Beside me, Marcus bowed low. We waited for the command to rise. For one heartbeat, two, ten. It didn't come. Marcus turned his head just enough to shoot me a wary look. The queen was displeased with one of us.

"Rise," she finally said.

I swept upward, taking in the scene before me. Queen Charlotte stood in the center of a large group of courtiers. She had never been a tall woman, and now that she neared sixty, her diminutive form was swamped by the layers of muslin she wore. Wigs were fading from fashion, but that hadn't stopped our monarch from donning an elaborate blonde confection to hide her graying hair.

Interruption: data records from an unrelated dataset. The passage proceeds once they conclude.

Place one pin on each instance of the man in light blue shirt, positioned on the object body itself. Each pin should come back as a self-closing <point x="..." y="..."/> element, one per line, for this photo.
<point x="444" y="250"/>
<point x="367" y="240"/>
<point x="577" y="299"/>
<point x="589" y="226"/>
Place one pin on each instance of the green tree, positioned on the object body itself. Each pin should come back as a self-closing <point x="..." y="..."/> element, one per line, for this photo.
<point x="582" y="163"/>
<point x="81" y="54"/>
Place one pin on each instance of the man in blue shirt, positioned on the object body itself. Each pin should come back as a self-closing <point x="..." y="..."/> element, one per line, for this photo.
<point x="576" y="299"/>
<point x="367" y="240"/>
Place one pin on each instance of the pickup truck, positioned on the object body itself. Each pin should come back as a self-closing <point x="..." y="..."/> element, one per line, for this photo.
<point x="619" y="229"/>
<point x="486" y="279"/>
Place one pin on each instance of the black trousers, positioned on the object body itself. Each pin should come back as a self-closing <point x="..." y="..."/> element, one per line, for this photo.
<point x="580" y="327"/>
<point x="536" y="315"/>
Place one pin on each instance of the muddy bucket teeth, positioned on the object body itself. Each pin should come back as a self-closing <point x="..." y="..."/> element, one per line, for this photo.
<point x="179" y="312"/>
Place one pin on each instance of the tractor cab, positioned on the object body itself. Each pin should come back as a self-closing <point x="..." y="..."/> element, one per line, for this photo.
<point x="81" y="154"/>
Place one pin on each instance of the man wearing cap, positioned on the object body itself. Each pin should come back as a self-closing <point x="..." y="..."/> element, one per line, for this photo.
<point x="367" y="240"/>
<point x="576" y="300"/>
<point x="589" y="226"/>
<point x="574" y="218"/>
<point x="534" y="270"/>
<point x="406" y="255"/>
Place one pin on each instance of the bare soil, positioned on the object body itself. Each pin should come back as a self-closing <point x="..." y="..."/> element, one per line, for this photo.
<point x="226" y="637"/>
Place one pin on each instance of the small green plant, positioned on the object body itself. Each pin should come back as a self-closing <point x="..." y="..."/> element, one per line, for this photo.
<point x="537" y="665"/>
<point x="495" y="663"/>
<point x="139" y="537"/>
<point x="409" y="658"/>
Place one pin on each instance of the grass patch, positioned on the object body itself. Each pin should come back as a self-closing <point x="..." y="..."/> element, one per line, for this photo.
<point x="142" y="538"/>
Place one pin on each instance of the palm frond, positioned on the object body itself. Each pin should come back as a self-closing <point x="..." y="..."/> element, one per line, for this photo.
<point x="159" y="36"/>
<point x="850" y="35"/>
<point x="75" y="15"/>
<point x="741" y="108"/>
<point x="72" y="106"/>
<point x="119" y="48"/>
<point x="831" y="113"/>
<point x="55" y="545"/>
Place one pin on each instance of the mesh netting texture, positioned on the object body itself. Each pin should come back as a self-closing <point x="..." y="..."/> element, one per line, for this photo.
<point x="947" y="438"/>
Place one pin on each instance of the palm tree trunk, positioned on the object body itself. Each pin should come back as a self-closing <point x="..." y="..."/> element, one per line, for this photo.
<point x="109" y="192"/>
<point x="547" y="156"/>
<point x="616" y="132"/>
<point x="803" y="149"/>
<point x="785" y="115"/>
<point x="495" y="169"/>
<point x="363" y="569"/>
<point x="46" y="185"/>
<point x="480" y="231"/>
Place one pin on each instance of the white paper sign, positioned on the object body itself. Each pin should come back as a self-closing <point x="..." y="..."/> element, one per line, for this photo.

While Queen Charlotte was born in Germany, her lineage was another matter. She descended from one of the darker-skinned branches of the Portuguese royal family, and if rumor was to be believed, that was due to Moorish ancestry. Of all the portraits I'd seen of her, only Allan Ramsay's bore a likeness to the woman in front of me. Her doctor once famously said that she was "small and crooked, with a true mulatto face".

It was true that with overly full lips, heavy lidded eyes, a nose that widened at the tip, and a strong jaw, she didn't fit within the current bounds of what was considered fashionably beautiful, but I had never thought her ugly, only different. Then again, between the innumerable foreign dignitaries John had hosted over the years and the diversity of our staff, my standard of beauty was a little broader than most of my peers'.

"Duchess," the queen said, all but ignoring my brother. "And where is your husband?" She spoke with a heavy accent. Still. After living for almost half a century in this country. Many said it was affected. How could it not be, when Amesbury's English accent was so flawless? I wondered, though. Unlike most of the courtiers gathered around us, I had been a personal guest in her household, where she'd spoken nothing but German unless forced to do otherwise.

"The duke was waylaid by our host, Your Majesty," I said.

Her gaze sharpened on me. "What's this I hear about a recital?"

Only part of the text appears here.